As per a newly enacted legislation on Wednesday, sales of gold bars will now be subjected to a 0.1% tax, as declared by the National Assembly. However, the responsibility of determining the tax threshold and the schedule of implementation has been delegated to the government.
The government has previously expressed its stance that taxing gold is a crucial measure in order to limit speculation and facilitate the redirection of more resources towards the economy. The establishment of a taxable threshold is aimed at excluding those individuals who engage in the buying and selling of gold as a form of investment rather than for speculation.
Investment in gold is a common practice in Vietnam, and the act of selling gold has never been subjected to taxation in the past.
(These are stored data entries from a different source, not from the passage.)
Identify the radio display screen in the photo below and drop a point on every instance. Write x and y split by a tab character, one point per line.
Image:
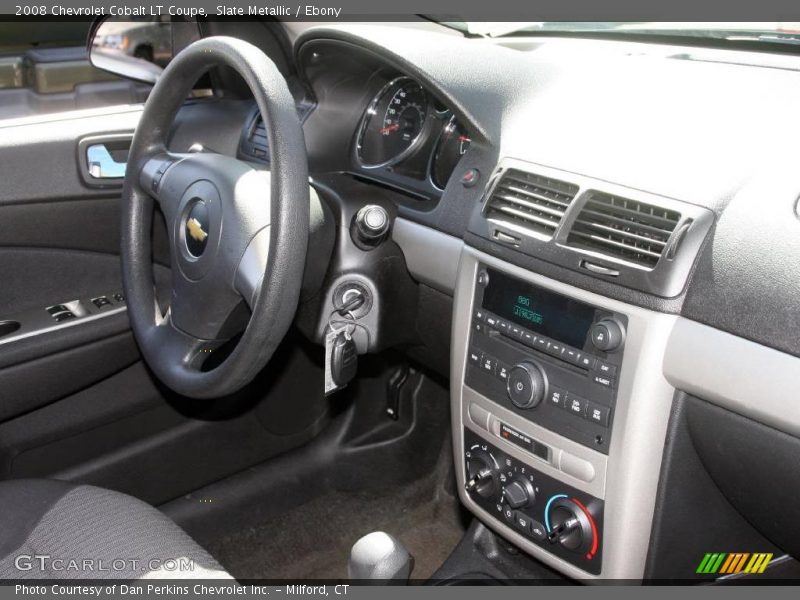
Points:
537	309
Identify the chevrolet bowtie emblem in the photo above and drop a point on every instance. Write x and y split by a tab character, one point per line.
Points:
196	230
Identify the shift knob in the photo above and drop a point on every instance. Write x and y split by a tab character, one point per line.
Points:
379	555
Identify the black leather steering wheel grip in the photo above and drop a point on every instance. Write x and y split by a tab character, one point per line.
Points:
238	233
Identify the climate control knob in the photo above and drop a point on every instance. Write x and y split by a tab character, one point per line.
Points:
527	385
519	492
572	525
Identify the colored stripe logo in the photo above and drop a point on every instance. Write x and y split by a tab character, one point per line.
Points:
723	563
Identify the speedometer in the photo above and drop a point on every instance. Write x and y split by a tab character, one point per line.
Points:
392	124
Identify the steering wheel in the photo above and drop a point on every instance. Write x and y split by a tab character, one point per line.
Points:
238	234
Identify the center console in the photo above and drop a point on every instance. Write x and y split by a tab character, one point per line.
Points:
555	455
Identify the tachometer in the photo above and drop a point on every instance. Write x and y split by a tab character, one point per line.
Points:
393	123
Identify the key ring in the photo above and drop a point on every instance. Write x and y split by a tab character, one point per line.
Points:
352	322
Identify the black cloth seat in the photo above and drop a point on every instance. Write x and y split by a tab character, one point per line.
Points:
58	530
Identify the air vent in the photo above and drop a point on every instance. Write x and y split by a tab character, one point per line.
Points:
625	229
529	204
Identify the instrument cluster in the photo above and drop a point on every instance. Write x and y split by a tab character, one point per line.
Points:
406	138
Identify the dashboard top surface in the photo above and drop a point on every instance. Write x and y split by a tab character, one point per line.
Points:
702	126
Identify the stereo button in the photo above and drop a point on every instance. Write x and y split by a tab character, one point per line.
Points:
541	344
502	371
527	385
597	414
474	357
577	406
557	397
488	364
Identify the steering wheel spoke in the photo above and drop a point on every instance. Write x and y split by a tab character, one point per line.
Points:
252	267
179	351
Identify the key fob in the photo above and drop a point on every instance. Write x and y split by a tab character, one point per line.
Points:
344	359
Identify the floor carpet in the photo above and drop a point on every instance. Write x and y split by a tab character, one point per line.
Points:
313	541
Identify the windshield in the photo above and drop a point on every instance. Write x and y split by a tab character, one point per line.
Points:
765	32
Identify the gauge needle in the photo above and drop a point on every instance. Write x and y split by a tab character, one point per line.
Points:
390	128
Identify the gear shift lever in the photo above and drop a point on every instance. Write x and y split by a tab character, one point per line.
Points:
379	555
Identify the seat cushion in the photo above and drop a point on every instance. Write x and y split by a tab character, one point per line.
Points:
58	530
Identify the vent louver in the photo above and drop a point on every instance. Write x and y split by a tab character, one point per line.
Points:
625	229
529	204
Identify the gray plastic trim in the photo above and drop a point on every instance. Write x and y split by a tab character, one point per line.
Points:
640	424
735	373
431	256
38	321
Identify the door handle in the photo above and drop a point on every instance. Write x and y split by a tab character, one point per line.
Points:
102	165
102	159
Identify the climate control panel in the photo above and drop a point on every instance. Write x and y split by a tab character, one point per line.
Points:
557	517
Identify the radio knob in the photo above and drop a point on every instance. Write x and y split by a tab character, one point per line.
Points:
527	385
607	335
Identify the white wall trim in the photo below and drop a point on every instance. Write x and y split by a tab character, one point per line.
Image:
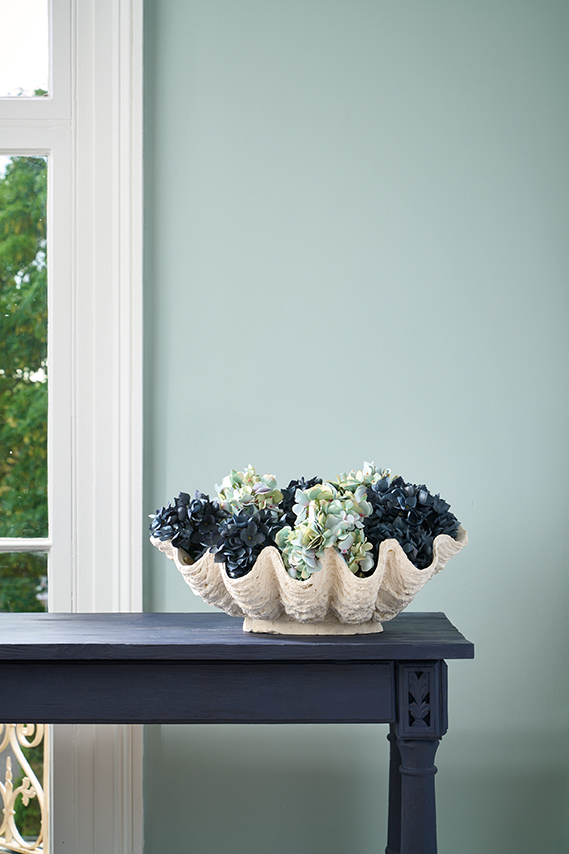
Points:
106	388
91	128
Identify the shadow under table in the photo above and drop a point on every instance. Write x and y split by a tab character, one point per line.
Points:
202	668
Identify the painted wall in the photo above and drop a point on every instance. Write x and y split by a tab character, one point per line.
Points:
357	223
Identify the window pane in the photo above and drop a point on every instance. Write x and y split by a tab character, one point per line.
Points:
23	581
23	751
24	47
23	348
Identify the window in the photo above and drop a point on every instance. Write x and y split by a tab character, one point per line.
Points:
89	128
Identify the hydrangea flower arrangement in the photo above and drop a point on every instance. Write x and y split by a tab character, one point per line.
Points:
352	514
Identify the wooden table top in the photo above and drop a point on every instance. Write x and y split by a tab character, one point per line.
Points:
217	637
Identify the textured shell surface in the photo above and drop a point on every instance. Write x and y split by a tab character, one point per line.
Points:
332	601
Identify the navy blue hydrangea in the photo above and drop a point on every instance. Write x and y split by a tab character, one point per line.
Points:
410	514
190	523
240	539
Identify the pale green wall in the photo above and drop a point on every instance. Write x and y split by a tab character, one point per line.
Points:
357	248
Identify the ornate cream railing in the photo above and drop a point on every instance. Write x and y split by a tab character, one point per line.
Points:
13	738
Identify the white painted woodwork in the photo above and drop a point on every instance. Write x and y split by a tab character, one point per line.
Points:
91	129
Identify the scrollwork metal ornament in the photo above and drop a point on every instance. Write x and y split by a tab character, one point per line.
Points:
14	737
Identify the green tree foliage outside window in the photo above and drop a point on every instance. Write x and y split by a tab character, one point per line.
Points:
23	349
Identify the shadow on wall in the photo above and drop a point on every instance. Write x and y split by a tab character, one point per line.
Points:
268	790
310	789
524	811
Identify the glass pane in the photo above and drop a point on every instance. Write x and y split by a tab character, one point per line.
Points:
24	47
23	581
23	750
23	348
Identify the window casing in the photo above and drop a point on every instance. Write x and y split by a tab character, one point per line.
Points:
91	130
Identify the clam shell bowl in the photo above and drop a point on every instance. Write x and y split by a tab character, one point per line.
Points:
333	601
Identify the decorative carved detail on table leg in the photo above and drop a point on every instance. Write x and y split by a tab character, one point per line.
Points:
421	722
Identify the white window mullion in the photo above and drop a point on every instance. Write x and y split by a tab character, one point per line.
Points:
91	129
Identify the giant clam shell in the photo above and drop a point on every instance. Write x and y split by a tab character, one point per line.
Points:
331	601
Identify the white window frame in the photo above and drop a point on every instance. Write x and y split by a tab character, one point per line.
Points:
91	130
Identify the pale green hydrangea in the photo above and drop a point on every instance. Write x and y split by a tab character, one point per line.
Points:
369	475
241	489
326	517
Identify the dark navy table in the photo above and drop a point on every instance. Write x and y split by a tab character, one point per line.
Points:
202	668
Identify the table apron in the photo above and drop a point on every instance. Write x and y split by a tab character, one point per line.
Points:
141	691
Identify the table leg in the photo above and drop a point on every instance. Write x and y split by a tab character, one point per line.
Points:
418	815
421	722
394	814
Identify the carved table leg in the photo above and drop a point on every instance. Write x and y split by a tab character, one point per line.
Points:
394	816
421	722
Industry analysts have voiced their opinions that the taxation of gold could potentially establish a more balanced environment for all asset classes. The domestic gold market has been a source of major concern for lawmakers due to its volatility, with gold prices witnessing a hike of over 80% since the beginning of the current year.
At the time of publishing, the price of gold was hovering around VND153.7 million (equivalent to US$5,829.60) for a tael of 37.5 grams, marking 15% higher than the global rates.
Why has the government decided to tax gold sales?
The government views this taxation as a necessary step to curb speculation and channel more resources into the economy.
What does the establishment of a “taxable threshold” imply?
The taxable threshold is intended to exempt individuals who buy and sell gold as an investment, not for speculation.
How does this new tax regulation impact the domestic gold market?
The new tax regulation could potentially create a more balanced field for all asset classes and help control the volatility in the domestic gold market.